Dresserus schreineri

Scientific classification
- Kingdom: Animalia
- Phylum: Arthropoda
- Subphylum: Chelicerata
- Class: Arachnida
- Order: Araneae
- Infraorder: Araneomorphae
- Family: Eresidae
- Genus: Dresserus
- Species: D. schreineri
- Binomial name: Dresserus schreineri Tucker, 1920

= Dresserus schreineri =

- Authority: Tucker, 1920

Species of spider

Dresserus schreineri is a species of spider in the family Eresidae. It is endemic to South Africa.

==Distribution==
Dresserus schreineri is endemic to South Africa and has been recorded from the Northern Cape and Western Cape provinces. The species has been found in Hanover and Karoo National Park.

==Habitat and ecology==
The species is rare and found in retreat webs made under rocks in the Nama Karoo biome.
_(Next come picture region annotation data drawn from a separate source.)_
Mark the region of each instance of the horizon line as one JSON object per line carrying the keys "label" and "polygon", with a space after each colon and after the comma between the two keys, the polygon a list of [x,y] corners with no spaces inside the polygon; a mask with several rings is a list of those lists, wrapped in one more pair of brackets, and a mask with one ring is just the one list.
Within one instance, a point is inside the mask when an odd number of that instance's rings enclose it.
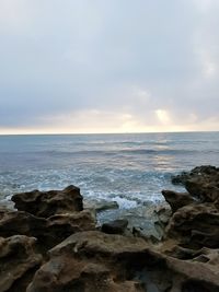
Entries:
{"label": "horizon line", "polygon": [[186,133],[186,132],[219,132],[219,130],[182,130],[182,131],[136,131],[136,132],[26,132],[26,133],[1,133],[0,136],[83,136],[83,135],[135,135],[135,133]]}

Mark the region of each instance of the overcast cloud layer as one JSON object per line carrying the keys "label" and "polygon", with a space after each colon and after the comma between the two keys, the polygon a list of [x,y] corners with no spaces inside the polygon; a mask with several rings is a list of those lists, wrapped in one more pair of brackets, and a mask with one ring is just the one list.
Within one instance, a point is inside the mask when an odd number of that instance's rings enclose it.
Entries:
{"label": "overcast cloud layer", "polygon": [[218,0],[1,0],[0,133],[219,130]]}

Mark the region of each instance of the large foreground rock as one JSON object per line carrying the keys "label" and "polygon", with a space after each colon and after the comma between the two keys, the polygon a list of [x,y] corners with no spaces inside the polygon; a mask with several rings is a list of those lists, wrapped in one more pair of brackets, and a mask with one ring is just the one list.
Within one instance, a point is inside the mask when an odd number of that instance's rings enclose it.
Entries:
{"label": "large foreground rock", "polygon": [[166,226],[166,237],[188,247],[219,247],[219,211],[211,203],[178,209]]}
{"label": "large foreground rock", "polygon": [[43,218],[83,210],[80,189],[74,186],[68,186],[64,190],[33,190],[16,194],[12,197],[12,201],[15,202],[19,211]]}
{"label": "large foreground rock", "polygon": [[219,174],[219,167],[211,165],[196,166],[191,172],[182,172],[178,175],[172,177],[172,183],[174,185],[185,186],[186,182],[193,178],[201,178],[205,176],[215,176]]}
{"label": "large foreground rock", "polygon": [[23,235],[0,238],[0,291],[25,291],[22,282],[42,262],[42,256],[34,252],[36,240]]}
{"label": "large foreground rock", "polygon": [[42,250],[49,249],[76,232],[95,230],[89,211],[38,218],[24,211],[0,210],[0,236],[16,234],[36,237]]}
{"label": "large foreground rock", "polygon": [[141,238],[81,232],[49,252],[26,291],[218,292],[218,254],[204,254],[182,260]]}
{"label": "large foreground rock", "polygon": [[143,291],[135,280],[146,243],[97,231],[71,235],[49,252],[27,292]]}
{"label": "large foreground rock", "polygon": [[195,202],[195,199],[187,192],[162,190],[162,195],[166,202],[171,206],[173,213],[180,208]]}

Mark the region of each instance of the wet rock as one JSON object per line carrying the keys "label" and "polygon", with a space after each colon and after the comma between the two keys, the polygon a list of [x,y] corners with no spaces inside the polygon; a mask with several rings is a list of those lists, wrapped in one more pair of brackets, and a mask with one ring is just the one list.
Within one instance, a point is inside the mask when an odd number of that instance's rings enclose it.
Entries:
{"label": "wet rock", "polygon": [[145,291],[135,280],[145,241],[102,232],[81,232],[49,252],[27,292]]}
{"label": "wet rock", "polygon": [[34,236],[45,249],[54,247],[76,232],[94,229],[95,222],[89,211],[44,219],[23,211],[0,210],[0,236]]}
{"label": "wet rock", "polygon": [[219,211],[214,205],[201,203],[178,209],[166,226],[166,236],[186,246],[219,247]]}
{"label": "wet rock", "polygon": [[64,190],[16,194],[12,197],[19,211],[26,211],[37,217],[48,218],[55,214],[82,211],[82,196],[80,189],[69,186]]}
{"label": "wet rock", "polygon": [[84,203],[84,209],[94,209],[96,212],[102,212],[111,209],[118,209],[119,206],[116,201],[106,200],[92,200]]}
{"label": "wet rock", "polygon": [[101,231],[108,234],[124,234],[128,226],[128,220],[114,220],[107,223],[104,223],[101,227]]}
{"label": "wet rock", "polygon": [[219,199],[219,174],[217,176],[205,176],[186,182],[187,191],[203,202],[214,202]]}
{"label": "wet rock", "polygon": [[173,213],[177,209],[195,202],[195,199],[187,192],[176,192],[172,190],[162,190],[165,201],[171,206]]}
{"label": "wet rock", "polygon": [[[14,235],[8,238],[0,238],[0,291],[24,287],[22,278],[30,271],[34,273],[42,262],[42,256],[34,252],[36,240],[23,235]],[[25,291],[25,290],[18,290]]]}
{"label": "wet rock", "polygon": [[219,174],[219,167],[211,165],[201,165],[193,168],[191,172],[182,172],[180,175],[172,177],[172,183],[174,185],[185,186],[186,182],[193,178],[199,178],[204,176],[215,176]]}

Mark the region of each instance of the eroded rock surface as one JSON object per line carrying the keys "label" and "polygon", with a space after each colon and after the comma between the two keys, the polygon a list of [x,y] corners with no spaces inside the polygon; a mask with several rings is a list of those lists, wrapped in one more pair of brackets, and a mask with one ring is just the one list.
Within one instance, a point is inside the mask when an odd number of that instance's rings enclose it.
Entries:
{"label": "eroded rock surface", "polygon": [[16,234],[34,236],[37,244],[49,249],[76,232],[94,230],[89,211],[57,214],[44,219],[24,211],[0,210],[0,236]]}
{"label": "eroded rock surface", "polygon": [[22,277],[25,277],[28,271],[34,273],[34,268],[42,264],[42,256],[34,252],[35,242],[35,238],[24,235],[14,235],[8,238],[0,237],[1,292],[10,291],[14,284],[18,285],[18,280],[21,283]]}
{"label": "eroded rock surface", "polygon": [[36,272],[27,292],[145,291],[135,280],[145,249],[141,238],[77,233],[49,252],[50,260]]}
{"label": "eroded rock surface", "polygon": [[74,186],[69,186],[64,190],[33,190],[16,194],[12,197],[12,201],[15,202],[19,211],[43,218],[83,210],[80,188]]}
{"label": "eroded rock surface", "polygon": [[173,213],[180,208],[195,202],[195,199],[187,192],[177,192],[173,190],[162,190],[166,202],[171,206]]}

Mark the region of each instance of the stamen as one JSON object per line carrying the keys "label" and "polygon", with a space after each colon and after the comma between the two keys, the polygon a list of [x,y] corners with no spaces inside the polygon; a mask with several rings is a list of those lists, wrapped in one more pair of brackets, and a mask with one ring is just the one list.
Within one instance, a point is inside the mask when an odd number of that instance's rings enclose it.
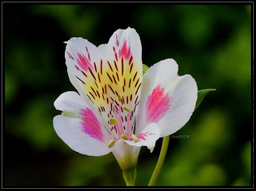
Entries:
{"label": "stamen", "polygon": [[108,143],[108,147],[110,148],[112,147],[115,144],[115,141],[114,139],[111,139],[109,141],[109,143]]}
{"label": "stamen", "polygon": [[118,98],[118,101],[121,101],[122,100],[122,97],[121,97],[121,96],[119,95],[118,95],[117,96],[117,98]]}
{"label": "stamen", "polygon": [[117,120],[115,118],[111,117],[109,118],[109,121],[112,125],[115,125],[117,122]]}
{"label": "stamen", "polygon": [[127,107],[124,106],[124,105],[122,105],[122,108],[125,109],[126,111],[127,111],[128,113],[131,113],[131,110],[129,108],[128,108]]}
{"label": "stamen", "polygon": [[72,117],[72,118],[79,118],[81,117],[81,116],[79,115],[79,114],[75,113],[75,112],[63,112],[61,113],[61,114],[65,116]]}
{"label": "stamen", "polygon": [[133,139],[134,139],[135,142],[138,142],[138,141],[139,141],[139,139],[138,138],[138,137],[137,137],[135,134],[133,134],[131,135],[131,138],[132,138]]}
{"label": "stamen", "polygon": [[128,139],[128,137],[127,137],[126,135],[121,135],[121,138],[122,139],[125,139],[125,140]]}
It inhabits areas at altitudes ranging from 1,212 to 1,358 m above sea level.

==Description==

Dresserus schreineri is known from both sexes. The opisthosoma is dull testaceous and clothed with moderately long dark setae.

==Conservation==
Dresserus schreineri is listed as Data Deficient due to the species' obscure status. The species is protected in Karoo National Park.

==Taxonomy==
The species was originally described by Richard William Ethelbert Tucker in 1920 from Hanover. It has not been revised since its original description.